Deploying machine learning models in the real world is a messy business. The perfect model for a high-end cloud GPU might be a terrible fit for a smartphone, which in turn is overkill for a tiny microcontroller. Each device has its own unique constraints — on latency, memory, and power — and this diversity has sparked rapid growth in Neural Architecture Search (NAS), a field dedicated to automatically designing neural networks tailored for specific hardware.

While NAS has produced impressive results, it often comes with a hidden cost: complexity and computational expense. A modern, popular approach called one-shot NAS tries to streamline the process by training a massive “super-network” that contains countless smaller “child” architectures within it. Searching for the best architecture then becomes as simple as finding the optimal path through this super-network.
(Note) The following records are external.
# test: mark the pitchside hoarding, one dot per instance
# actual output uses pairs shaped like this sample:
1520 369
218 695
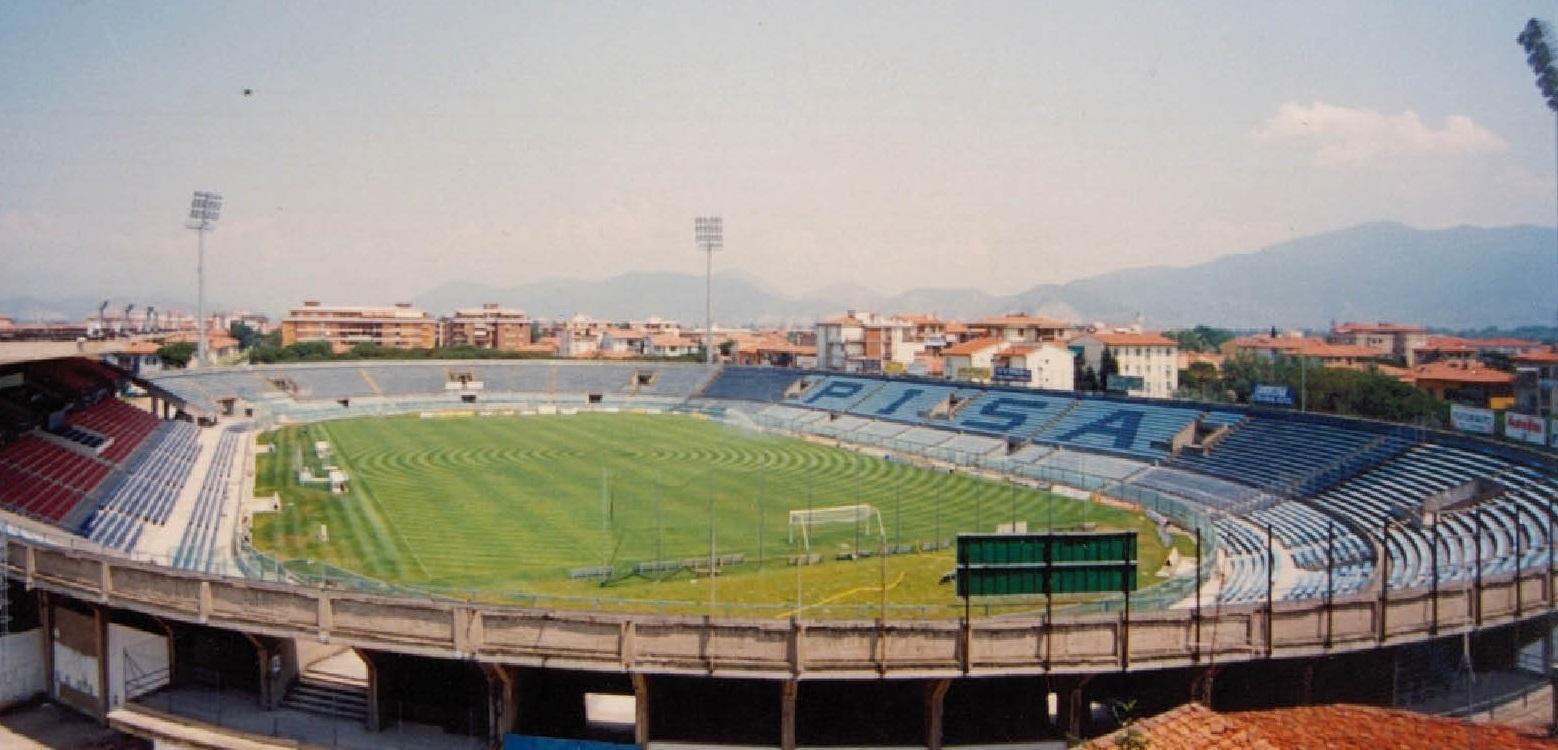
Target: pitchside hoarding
1046 563
1125 384
1527 428
1471 420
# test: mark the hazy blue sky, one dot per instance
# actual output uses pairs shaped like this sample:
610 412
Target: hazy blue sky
390 147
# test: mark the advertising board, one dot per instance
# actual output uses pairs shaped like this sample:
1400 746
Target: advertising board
1471 420
1527 428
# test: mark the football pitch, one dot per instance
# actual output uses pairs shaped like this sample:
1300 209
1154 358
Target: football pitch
502 507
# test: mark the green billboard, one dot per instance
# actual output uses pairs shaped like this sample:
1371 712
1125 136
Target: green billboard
1046 563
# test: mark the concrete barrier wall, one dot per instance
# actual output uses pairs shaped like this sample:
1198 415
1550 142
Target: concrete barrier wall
678 644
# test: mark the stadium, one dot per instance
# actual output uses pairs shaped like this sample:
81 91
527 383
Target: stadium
743 555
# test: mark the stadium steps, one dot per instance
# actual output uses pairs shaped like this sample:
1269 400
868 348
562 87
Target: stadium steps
326 696
1053 420
370 381
706 382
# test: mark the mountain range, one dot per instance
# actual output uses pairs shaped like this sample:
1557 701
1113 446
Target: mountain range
1451 278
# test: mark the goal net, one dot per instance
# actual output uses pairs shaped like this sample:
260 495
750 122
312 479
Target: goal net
801 521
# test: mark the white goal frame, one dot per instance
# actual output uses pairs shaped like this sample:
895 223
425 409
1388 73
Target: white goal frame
804 520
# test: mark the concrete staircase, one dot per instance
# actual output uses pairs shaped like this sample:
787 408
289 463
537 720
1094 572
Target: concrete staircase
327 696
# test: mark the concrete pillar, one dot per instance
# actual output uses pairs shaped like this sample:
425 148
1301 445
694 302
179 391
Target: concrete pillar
935 711
271 686
374 719
502 702
787 693
45 613
1072 707
1203 685
100 635
173 650
641 708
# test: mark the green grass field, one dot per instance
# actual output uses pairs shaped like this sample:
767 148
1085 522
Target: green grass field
489 507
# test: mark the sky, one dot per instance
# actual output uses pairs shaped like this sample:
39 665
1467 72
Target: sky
391 147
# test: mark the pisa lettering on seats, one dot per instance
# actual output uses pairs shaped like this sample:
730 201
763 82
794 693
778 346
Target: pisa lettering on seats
1122 426
835 390
1007 413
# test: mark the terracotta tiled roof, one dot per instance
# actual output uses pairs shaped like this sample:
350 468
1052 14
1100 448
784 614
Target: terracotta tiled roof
1348 727
1306 346
1378 328
669 340
1189 727
1460 371
1538 357
1019 321
1335 727
1135 339
1502 342
625 334
842 320
974 345
1191 357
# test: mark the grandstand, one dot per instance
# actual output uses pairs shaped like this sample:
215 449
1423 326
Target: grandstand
1306 523
1325 488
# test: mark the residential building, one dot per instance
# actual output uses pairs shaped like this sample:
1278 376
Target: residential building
929 331
139 357
862 342
1021 328
972 360
672 345
656 325
1314 350
225 320
623 342
1035 365
1536 382
1466 382
218 343
770 350
1445 348
1144 364
1390 339
488 328
399 326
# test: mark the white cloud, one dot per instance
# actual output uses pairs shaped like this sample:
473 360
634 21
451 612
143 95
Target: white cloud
1342 136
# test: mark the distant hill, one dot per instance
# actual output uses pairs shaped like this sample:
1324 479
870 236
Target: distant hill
1452 278
1459 278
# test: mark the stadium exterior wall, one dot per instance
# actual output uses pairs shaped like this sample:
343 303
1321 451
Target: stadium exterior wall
782 649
However, there’s a catch: child models extracted directly from this super-network tend to perform much worse than if they were trained from scratch. Their shared weights are a compromise across vastly different architectures and are rarely optimal for any one of them. This has led to the entrenched “rule” in NAS: you must retrain your discovered architecture from scratch or apply complex post-processing to get good performance. This final step can be a huge bottleneck, especially if you need models for a wide variety of devices.

But what if that rule was wrong? What if you could train a single, massive model and instantly slice off high-performance, ready-to-deploy child models of any size, with no retraining needed?

That’s the paradigm-shifting idea behind BigNAS, from researchers at Google Brain. They challenge conventional wisdom and show how to train a single model that serves as a universal source of state-of-the-art models across diverse computational budgets.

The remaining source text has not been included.